Frank has been dating his girlfriend for two years now. Though their relationship is stronger now, he says their start was so shaky that they almost quit dating after only a few months.
It was the constant arguing that almost broke them up, he says, pinning this to their parallel personalities. However, their love and commitment towards each other is what held them together.
"We realised that we were different people from different backgrounds. And so, in order to be together we had to be understanding and tolerant of each other. What I have learnt is that conflict is inevitable in relationships, you just have to find ways of handling it as a couple such that it doesn’t kill your relationship,” he says.
Conflict and misunderstandings happen all the time in relationships. How you deal with them is what determines the extent at which it can affect you as a couple.
Eron Gatsinzi, a production manager, says since fights are inevitable in a relationship, people should always be flexible and empathetic towards each other.
He says, what is worrying isn’t the disagreement, rather, how you react and how you deal with it as a couple.
"Don’t be quick to judge or make conclusions. Have the right motive, which is to solve the conflict instead of wanting to be right. At times couples hurt each other more in the process of proving that they are the ones in the right even when they know they aren’t,” he says.
Divine Ishimwe believes that how you see conflict helps a lot in addressing it. She says if you see conflicts as an attack from your partner, you give them power to affect your relationship.
She, therefore, recommends that it’s better to see conflicts as opportunities for you and your partner to understand, appreciate and embrace each other’s differences.

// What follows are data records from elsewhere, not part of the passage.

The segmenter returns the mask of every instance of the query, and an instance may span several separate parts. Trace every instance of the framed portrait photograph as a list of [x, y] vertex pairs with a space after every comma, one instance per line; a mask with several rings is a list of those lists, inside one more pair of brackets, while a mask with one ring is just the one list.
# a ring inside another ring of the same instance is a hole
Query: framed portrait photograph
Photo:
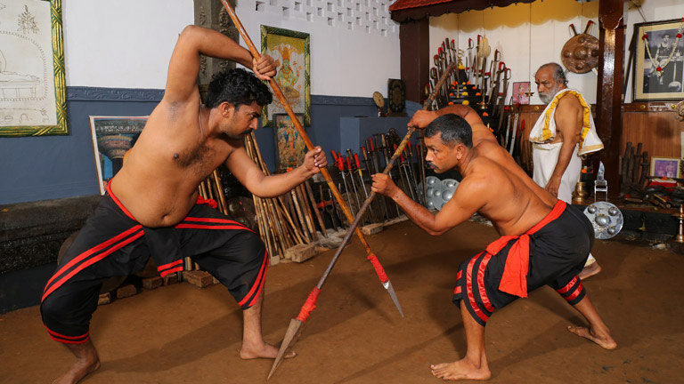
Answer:
[[684, 99], [682, 19], [634, 25], [634, 101]]
[[0, 136], [69, 134], [61, 0], [0, 1]]
[[123, 166], [126, 152], [133, 148], [148, 117], [90, 116], [90, 135], [100, 195], [104, 195], [107, 182]]
[[679, 179], [681, 175], [680, 159], [677, 157], [651, 157], [651, 176]]
[[[299, 123], [304, 119], [303, 114], [295, 114]], [[296, 168], [304, 162], [306, 155], [306, 144], [299, 136], [295, 124], [288, 114], [273, 115], [273, 142], [275, 143], [275, 168], [278, 172]]]
[[513, 104], [530, 103], [530, 82], [513, 83]]
[[[311, 125], [309, 40], [307, 33], [261, 26], [261, 53], [275, 60], [278, 74], [274, 80], [292, 110], [303, 116], [303, 125]], [[262, 124], [273, 125], [273, 115], [284, 113], [282, 103], [273, 95], [273, 102], [264, 107]]]

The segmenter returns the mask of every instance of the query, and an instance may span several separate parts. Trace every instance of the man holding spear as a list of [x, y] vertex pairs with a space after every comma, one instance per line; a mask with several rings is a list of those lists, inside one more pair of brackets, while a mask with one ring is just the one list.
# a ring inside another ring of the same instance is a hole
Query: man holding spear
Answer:
[[[200, 54], [252, 68], [256, 76], [243, 69], [217, 74], [201, 104], [196, 83]], [[256, 234], [208, 207], [198, 194], [201, 180], [221, 164], [262, 197], [282, 195], [327, 165], [315, 148], [293, 172], [265, 176], [248, 156], [242, 139], [256, 129], [263, 106], [272, 100], [259, 79], [270, 80], [275, 68], [273, 58], [255, 60], [216, 31], [189, 26], [180, 35], [164, 98], [45, 286], [45, 327], [77, 357], [56, 383], [77, 382], [100, 366], [89, 338], [100, 286], [110, 276], [142, 268], [151, 255], [162, 276], [183, 270], [183, 258], [192, 257], [244, 310], [240, 357], [275, 357], [278, 349], [261, 332], [265, 247]]]
[[373, 175], [372, 191], [391, 197], [431, 235], [444, 234], [476, 212], [491, 220], [501, 235], [459, 268], [453, 301], [460, 308], [466, 330], [466, 356], [431, 365], [432, 373], [444, 380], [489, 379], [486, 321], [494, 309], [542, 285], [556, 289], [589, 323], [568, 331], [606, 349], [615, 348], [617, 344], [577, 277], [593, 243], [591, 224], [576, 208], [540, 196], [522, 170], [511, 172], [508, 161], [493, 161], [486, 152], [488, 140], [483, 141], [479, 133], [474, 146], [473, 129], [453, 114], [428, 125], [426, 160], [438, 173], [457, 169], [463, 175], [453, 197], [436, 214], [412, 201], [387, 175]]

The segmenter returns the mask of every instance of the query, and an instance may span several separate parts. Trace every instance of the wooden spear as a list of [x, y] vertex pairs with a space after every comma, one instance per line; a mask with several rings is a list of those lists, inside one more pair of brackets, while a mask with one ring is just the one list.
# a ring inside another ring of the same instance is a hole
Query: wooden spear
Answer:
[[[445, 83], [449, 73], [453, 70], [454, 67], [455, 63], [452, 62], [446, 68], [444, 72], [442, 74], [442, 77], [439, 79], [439, 82], [437, 82], [437, 85], [435, 87], [435, 90], [433, 90], [432, 94], [423, 103], [423, 110], [427, 110], [429, 106], [432, 105], [432, 100], [439, 92], [439, 90]], [[389, 171], [395, 165], [395, 163], [396, 163], [396, 159], [398, 159], [403, 152], [403, 148], [406, 147], [406, 143], [409, 142], [409, 139], [411, 139], [411, 135], [413, 134], [415, 130], [415, 127], [409, 128], [409, 132], [406, 132], [406, 135], [399, 144], [399, 147], [396, 148], [396, 150], [395, 150], [395, 154], [392, 155], [392, 158], [389, 160], [387, 166], [385, 166], [385, 170], [382, 172], [382, 173], [389, 174]], [[375, 198], [376, 195], [377, 194], [375, 192], [371, 192], [370, 196], [366, 199], [365, 202], [363, 202], [363, 205], [361, 206], [359, 212], [356, 214], [356, 218], [354, 220], [354, 222], [352, 222], [352, 225], [347, 229], [346, 235], [345, 235], [345, 238], [342, 240], [342, 244], [339, 245], [339, 247], [338, 247], [338, 251], [335, 252], [335, 255], [332, 257], [332, 260], [329, 263], [328, 268], [321, 277], [321, 280], [319, 280], [318, 284], [316, 284], [311, 293], [309, 293], [309, 296], [306, 298], [306, 301], [302, 306], [302, 308], [299, 311], [299, 315], [297, 316], [297, 318], [290, 320], [288, 330], [285, 332], [285, 337], [283, 338], [282, 342], [281, 343], [281, 348], [278, 350], [278, 355], [275, 356], [275, 361], [273, 362], [273, 365], [271, 367], [271, 372], [268, 373], [266, 380], [271, 379], [271, 376], [273, 375], [275, 370], [282, 362], [285, 354], [290, 348], [292, 348], [295, 342], [297, 342], [297, 340], [302, 334], [302, 332], [304, 332], [304, 324], [306, 322], [306, 319], [309, 317], [311, 312], [316, 308], [316, 300], [318, 299], [318, 294], [321, 293], [321, 288], [322, 288], [323, 284], [325, 283], [325, 279], [328, 278], [328, 275], [330, 275], [332, 268], [335, 266], [335, 262], [338, 260], [340, 253], [342, 253], [342, 250], [349, 242], [349, 238], [352, 237], [352, 234], [354, 233], [354, 228], [358, 227], [359, 222], [361, 221], [362, 218], [363, 218], [363, 213], [366, 212], [368, 207], [370, 205], [370, 203], [373, 201], [373, 198]], [[373, 266], [379, 265], [377, 259], [369, 258], [369, 260], [371, 263], [373, 263]]]
[[[238, 19], [238, 15], [235, 13], [235, 10], [232, 9], [232, 6], [228, 3], [227, 0], [221, 0], [221, 3], [224, 4], [224, 8], [225, 8], [225, 11], [228, 12], [231, 20], [232, 20], [232, 23], [235, 25], [235, 28], [237, 28], [238, 31], [240, 31], [240, 35], [242, 36], [242, 39], [249, 47], [249, 52], [252, 53], [252, 57], [259, 60], [261, 58], [261, 54], [256, 50], [254, 43], [252, 43], [252, 40], [247, 34], [247, 30], [245, 30], [245, 28], [242, 26], [240, 19]], [[297, 133], [299, 133], [299, 136], [304, 140], [304, 143], [306, 145], [306, 148], [309, 150], [314, 149], [314, 143], [311, 142], [309, 136], [306, 134], [304, 127], [302, 127], [301, 124], [299, 123], [299, 119], [297, 119], [295, 116], [295, 111], [292, 110], [292, 108], [289, 106], [287, 99], [285, 99], [285, 96], [282, 94], [282, 91], [281, 91], [281, 87], [278, 85], [278, 83], [275, 80], [271, 79], [269, 80], [269, 84], [271, 84], [271, 88], [273, 90], [273, 93], [275, 93], [275, 95], [281, 100], [281, 103], [285, 108], [285, 111], [289, 116], [289, 118], [292, 119], [292, 122], [295, 124], [295, 128], [297, 129]], [[328, 183], [328, 186], [330, 188], [332, 194], [335, 196], [335, 198], [338, 200], [338, 202], [339, 202], [339, 206], [342, 208], [342, 212], [345, 212], [346, 219], [349, 220], [349, 222], [354, 221], [354, 215], [352, 215], [352, 212], [349, 211], [349, 207], [346, 206], [344, 200], [342, 199], [342, 195], [339, 194], [337, 187], [335, 187], [335, 183], [332, 181], [330, 173], [326, 168], [321, 168], [321, 174], [323, 175], [323, 178]], [[399, 314], [401, 314], [402, 317], [403, 317], [402, 306], [399, 304], [399, 300], [396, 298], [395, 289], [392, 287], [392, 282], [389, 281], [389, 278], [385, 274], [385, 269], [382, 268], [382, 265], [379, 263], [379, 261], [378, 261], [378, 258], [376, 257], [375, 253], [373, 253], [373, 252], [370, 250], [370, 246], [368, 244], [365, 237], [363, 237], [363, 234], [361, 232], [361, 229], [356, 228], [355, 234], [359, 237], [359, 241], [361, 241], [362, 245], [363, 245], [363, 248], [366, 251], [367, 259], [375, 260], [373, 263], [373, 268], [375, 268], [378, 277], [380, 279], [380, 284], [382, 284], [383, 288], [387, 291], [387, 293], [389, 294], [389, 297], [392, 298], [392, 301], [394, 301], [396, 309], [399, 310]]]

An article published by Psychology Today indicates that as anyone who has been in a romantic relationship knows, disagreements and fights are inevitable. When two people spend a lot of time together, with their lives intertwined, they are bound to disagree from time to time. These disagreements can be big or small, ranging from what to eat for dinner or failing to complete a chore, to arguments about whether the couple should move for one partner’s career or deciding on children’s religious upbringing.
By dealing with conflicts constructively, you can gain a better understanding of your partner and arrive at a solution that works for both of you. On the other hand, it is also possible for conflicts to escalate and create ill will without resolving anything, the article reads.
It, therefore, advises couples to be direct. Sometimes people don’t just come out and plainly state what is bothering them, and instead choose more indirect ways of expressing their displeasure. One partner may speak to the other in a way that is condescending and implies underlying hostility. Other times, partners may mope and pout without really addressing an issue.
Partners may also simply avoid discussing a problem by quickly switching topics when the issue comes up, or by being evasive. Such indirect ways of expressing anger are not constructive, because they don’t give the person who is the target of the behaviour a clear idea of how to respond. They know their partner is irritated, but the lack of directness leaves them without guidance about what they can do to solve the problem.
On this note, Ishimwe also says it’s always wise to avoid gas lighting your partner when in conflict.
When gas lighting, a person may pretend not to understand what their partner is complaining about so that they do not have to respond to them. This complicates the matter even more. But in such a case, both parties should be considerate of each other’s feelings and be honest about how they really feel, she says.
Never say ‘never’ or ‘always’ when dealing with conflict. When you’re addressing a problem, you should avoid making generalisations about your partner.
Statements like ‘You never help out around the house, or, ‘You’re always staring at your cell phone’ are likely to make your partner defensive. Rather than prompting a discussion about how your partner could be more helpful or attentive, this strategy is likely to lead your partner to start generating counterexamples of all the times they were, in fact, helpful or attentive. Again, you don’t want to put your partner on the defensive.